Taxes & Single-Payer
Americans must realize they are already paying for health insurance through payroll deductions (or on their own), plus high deductibles, high doctor and specialist co-payments and high prescription drug co-payments. Granted, with a single-payer system, we would be paying a little more in taxes, but we would also no longer be paying for insurance premiums and co-payments, and some healthy millennials and Generation Z members would no longer be forced to use insurance plans with absurdly high deductibles of $7,000 to $8,000.
“Taxes would definitely go up through a single-payer system, and we think that’s ok – after all, Americans are happy to pay taxes for the things we currently receive through public financing like roads, police, and public education,” Ms. Nakajima said. “The important question is not about tax hikes, but whether at the end of the day people would be paying more for healthcare than they do currently.”
Lessons from ‘Romneycare’
Mitt Romney, former Massachusetts governor and the 2012 Republican presidential candidate, helped create healthcare reform in Massachusetts, passed in 2006 and often called “Romneycare.” As Ms. Nakajima explains, with its mandate that every Massachusetts resident maintain a minimum level of healthcare, it became the model for the Affordable Care Act, but it is not a single-payer system.
“The lesson from Massachusetts is that if you want to expand coverage to (nearly) everyone, and you don’t want to go the public route, you’ll have to spend quite a lot; while Massachusetts has one of the lowest uninsurance rates in the country, it also has some of the highest per capita healthcare costs and rising unsustainably,” she said.
Coverage from Cradle to Grave
How possible is it that America will one day have a single-payer healthcare system ? Of course, it will take a different administration and a majority of progressive Democrats in Congress, and that may happen sooner than we think. Single-payer healthcare is an issue most millennials and Generation Z members are passionate about, but older Americans remain skeptical. Those over 40 have been raised to believe it’s best to keep the government out of the medical field.

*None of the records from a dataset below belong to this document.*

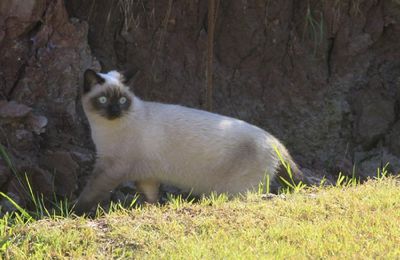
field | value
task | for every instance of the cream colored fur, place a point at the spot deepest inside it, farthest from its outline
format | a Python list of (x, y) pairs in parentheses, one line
[(192, 149)]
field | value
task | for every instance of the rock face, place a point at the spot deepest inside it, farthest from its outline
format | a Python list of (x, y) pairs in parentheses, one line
[(322, 76), (42, 56)]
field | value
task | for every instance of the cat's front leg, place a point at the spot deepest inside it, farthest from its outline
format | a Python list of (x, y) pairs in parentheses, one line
[(98, 188)]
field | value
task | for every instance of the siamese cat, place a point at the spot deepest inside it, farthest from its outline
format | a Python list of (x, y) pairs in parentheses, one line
[(152, 143)]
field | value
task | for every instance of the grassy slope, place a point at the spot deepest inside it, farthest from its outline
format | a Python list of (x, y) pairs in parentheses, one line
[(337, 222)]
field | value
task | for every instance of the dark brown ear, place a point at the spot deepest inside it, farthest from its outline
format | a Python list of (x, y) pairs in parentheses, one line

Do skeptics have reason to be concerned? Of course, but doctors are becoming some of the biggest advocates of single-payer. A recent article in Kaiser Health News spoke about the American Medical Association (AMA) meeting in Chicago this June. The AMA has been opposed to single-payer healthcare for years, but agreed to a full hearing at the June meeting. Shefali Luthra noted in the article that “by the meeting’s end, the AMA’s older members had agreed to at least study the possibility of changing its stance.”
For advocates like Stephanie Nakajima, single-payer healthcare simply makes sense.
“If the experience of the rest of the world is any indication, then public financing of healthcare allows taxpayers to get more healthcare for less money,” she said. “Not only would you be getting comprehensive coverage from cradle to grave, unless you’re in the top 5% of earners, you’ll end up paying less than you do now. And your ‘payments’ would be more predictable – rather than paying a large sum when you got sick, you’d pay consistently over a lifetime and be guaranteed coverage every time you walked into a doctor’s office – whether you needed a check-up or chemotherapy.”
Future installments of Single-Payer Healthcare Spotlight in the UMHS Endeavour will include details from opponents and interviews with physicians and medical experts about their thoughts on this important topic.